А. ЗАХАРОВ: Люди тогда уже были и выжили, значит, всё не настолько смертельно? 

А. ОГАНОВ: Никто не знает, поскольку никто из ныне живущих людей через это не проходил, письменных свидетельств нет. Но полагают, что когда такой период происходит, когда магнитное поле ноль или около того, то продолжительность жизни падает, какие-то более-менее массовые вымирания, не как на границе мезозоя и кайнозоя было вымирание динозавров, но микровымирания, растёт заболеваемость. По оценкам, не так много осталось ждать, сколько-то столетий, людям придётся это испытать. 

М. БАЧЕНИНА: А из-за чего случается инверсия полюсов? 

А. ОГАНОВ: Никто точно не знает. 

М. БАЧЕНИНА: Они меняют заряды? 

А. ЗАХАРОВ: Зарядов там нет. 

А. ОГАНОВ: Северный становится южным, а южный – северным. 
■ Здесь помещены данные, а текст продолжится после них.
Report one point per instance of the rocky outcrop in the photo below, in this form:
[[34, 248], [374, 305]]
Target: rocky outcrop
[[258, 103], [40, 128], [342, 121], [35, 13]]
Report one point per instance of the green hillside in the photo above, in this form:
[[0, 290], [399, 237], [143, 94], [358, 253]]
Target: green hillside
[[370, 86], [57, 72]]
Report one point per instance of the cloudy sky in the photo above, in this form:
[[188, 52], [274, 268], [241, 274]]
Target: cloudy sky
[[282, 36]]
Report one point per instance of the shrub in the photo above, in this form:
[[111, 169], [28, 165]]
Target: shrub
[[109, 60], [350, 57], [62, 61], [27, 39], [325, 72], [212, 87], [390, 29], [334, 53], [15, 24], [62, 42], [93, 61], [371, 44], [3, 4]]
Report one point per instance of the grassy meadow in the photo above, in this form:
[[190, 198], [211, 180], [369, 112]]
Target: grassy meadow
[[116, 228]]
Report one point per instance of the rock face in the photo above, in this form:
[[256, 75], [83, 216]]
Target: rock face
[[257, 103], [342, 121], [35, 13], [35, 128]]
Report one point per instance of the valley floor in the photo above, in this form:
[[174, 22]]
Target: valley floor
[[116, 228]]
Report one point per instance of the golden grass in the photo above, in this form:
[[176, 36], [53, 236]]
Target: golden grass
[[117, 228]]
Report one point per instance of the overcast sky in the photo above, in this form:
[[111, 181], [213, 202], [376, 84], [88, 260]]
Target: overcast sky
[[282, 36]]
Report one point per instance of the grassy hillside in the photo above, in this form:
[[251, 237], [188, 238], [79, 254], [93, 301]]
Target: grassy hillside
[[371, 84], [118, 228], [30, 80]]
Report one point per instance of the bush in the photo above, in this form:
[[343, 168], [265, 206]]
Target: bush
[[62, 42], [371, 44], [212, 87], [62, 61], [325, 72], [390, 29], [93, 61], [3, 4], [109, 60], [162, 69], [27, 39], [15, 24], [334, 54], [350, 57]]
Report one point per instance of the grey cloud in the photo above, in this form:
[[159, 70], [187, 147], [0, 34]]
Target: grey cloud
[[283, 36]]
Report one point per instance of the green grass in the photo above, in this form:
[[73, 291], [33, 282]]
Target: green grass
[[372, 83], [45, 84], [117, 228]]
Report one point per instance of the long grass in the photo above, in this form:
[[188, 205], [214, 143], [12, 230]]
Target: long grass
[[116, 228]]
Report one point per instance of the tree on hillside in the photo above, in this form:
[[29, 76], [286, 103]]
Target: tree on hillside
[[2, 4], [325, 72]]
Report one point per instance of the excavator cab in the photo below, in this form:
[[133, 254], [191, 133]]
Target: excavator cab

А. ЗАХАРОВ: У магнита есть красный и синий куски, они меняются местами. 

А. ОГАНОВ: Северная стрелка магнита через 10 тысяч лет будет показывать на юг. 

М. БАЧЕНИНА: Это крутое объяснение. 

А. ЗАХАРОВ: Это важнее, наверное, в будущем не для биологии, а для нашей техники, потому что солнечное излучение на протяжении 100 лет воздействует на всю нашу чувствительную электротехническую аппаратуру. Или мы не можем предугадать? 
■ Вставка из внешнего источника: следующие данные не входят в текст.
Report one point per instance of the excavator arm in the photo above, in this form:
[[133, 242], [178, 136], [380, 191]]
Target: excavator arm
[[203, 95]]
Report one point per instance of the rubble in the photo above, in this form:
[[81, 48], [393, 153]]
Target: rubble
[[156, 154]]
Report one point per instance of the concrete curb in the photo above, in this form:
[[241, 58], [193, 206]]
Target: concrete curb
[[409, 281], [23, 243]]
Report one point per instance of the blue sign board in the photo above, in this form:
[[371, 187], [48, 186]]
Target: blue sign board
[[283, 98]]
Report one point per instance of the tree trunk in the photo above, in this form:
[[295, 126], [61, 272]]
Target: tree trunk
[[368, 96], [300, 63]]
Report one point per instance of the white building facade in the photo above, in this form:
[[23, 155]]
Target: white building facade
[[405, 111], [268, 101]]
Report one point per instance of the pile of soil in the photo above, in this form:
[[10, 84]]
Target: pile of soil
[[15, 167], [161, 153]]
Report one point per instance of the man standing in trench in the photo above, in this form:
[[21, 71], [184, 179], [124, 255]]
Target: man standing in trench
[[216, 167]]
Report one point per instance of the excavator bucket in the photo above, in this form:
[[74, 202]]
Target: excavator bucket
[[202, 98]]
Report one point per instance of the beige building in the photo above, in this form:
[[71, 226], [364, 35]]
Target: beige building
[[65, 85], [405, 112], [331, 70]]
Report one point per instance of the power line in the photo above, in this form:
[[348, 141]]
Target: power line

А. ОГАНОВ: Мы не знаем, никто оттуда не возвращался. 

М. БАЧЕНИНА: В свете Вашего рассказа, как тогда понимать природу магнитной бури? 
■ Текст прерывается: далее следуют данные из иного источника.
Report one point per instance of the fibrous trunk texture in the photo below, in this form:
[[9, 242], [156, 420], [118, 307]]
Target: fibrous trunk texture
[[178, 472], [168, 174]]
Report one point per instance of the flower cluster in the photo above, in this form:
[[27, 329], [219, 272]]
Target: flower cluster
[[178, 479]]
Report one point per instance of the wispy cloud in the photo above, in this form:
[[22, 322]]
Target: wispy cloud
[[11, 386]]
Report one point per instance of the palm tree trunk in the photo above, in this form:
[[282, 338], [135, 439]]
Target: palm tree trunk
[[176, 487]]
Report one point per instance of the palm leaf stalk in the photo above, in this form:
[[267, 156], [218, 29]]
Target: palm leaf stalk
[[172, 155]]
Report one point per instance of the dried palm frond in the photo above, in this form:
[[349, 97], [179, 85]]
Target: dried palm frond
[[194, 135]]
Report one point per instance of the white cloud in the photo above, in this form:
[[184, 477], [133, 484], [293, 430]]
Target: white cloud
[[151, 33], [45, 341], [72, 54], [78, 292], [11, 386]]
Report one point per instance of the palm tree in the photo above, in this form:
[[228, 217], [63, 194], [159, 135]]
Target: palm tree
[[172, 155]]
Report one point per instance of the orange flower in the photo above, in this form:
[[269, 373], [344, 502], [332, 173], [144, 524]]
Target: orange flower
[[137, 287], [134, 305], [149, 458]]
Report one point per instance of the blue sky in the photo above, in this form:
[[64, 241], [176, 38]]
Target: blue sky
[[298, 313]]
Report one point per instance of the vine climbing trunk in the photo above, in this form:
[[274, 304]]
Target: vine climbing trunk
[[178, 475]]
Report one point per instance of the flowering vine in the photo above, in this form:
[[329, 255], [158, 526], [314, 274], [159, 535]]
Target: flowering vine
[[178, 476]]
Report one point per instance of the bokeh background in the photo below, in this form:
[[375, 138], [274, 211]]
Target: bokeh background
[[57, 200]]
А. ОГАНОВ: Про это я ничего не знаю, дезинформировать Вас не будут. Это что-то связанное с Солнцем, всплески магнитного поля на Солнце. Это всё, что я могу предположить. 

М. БАЧЕНИНА: Видимо, оно возмущает наш магнитный щит. Ладно, это мои догадки. А если приблизиться к ядру, как его вообще изучают, как поняли, что там движение масс происходит, как поняли, в каком виде эти элементы там? 

А. ЗАХАРОВ: Это же не чисто теория, есть экспериментальные подтверждения? 

А. ОГАНОВ: Прямых экспериментальных подтверждений, наверное, нет, а непрямые есть. Мы можем получать какие-то сигналы из ядра Земли, например, сейсмические. Когда сейсмическая волна продуцированная землетрясением или ядерным взрывом, когда люди проводили реальные ядерные испытания, сейчас это отменено, акустическая, взрывная, упругая волна распространяясь внутри Земли, имеет определённую траекторию. Если вы запишите время прибытия этой сейсмической волны в разные сейсмические станции, расположенные довольно густо на поверхности Земли, сможете реконструировать многие свойства того вещества, через которое сейсмическая волна прошла. Можно понять распределение плотности в Земле, распределение давления, с какой скоростью сейсмическая волна проходила через тот или иной участок. Люди поняли, что сейсмические волны проходят сквозь Землю, а волны бывают продольные и поперечные, в твёрдом теле могут распространяться и те, и другие, в жидкости – только продольные. И когда поняли, что поперечные волны гасятся во внешнем ядре Земли, стало понятно, что оно жидкое. 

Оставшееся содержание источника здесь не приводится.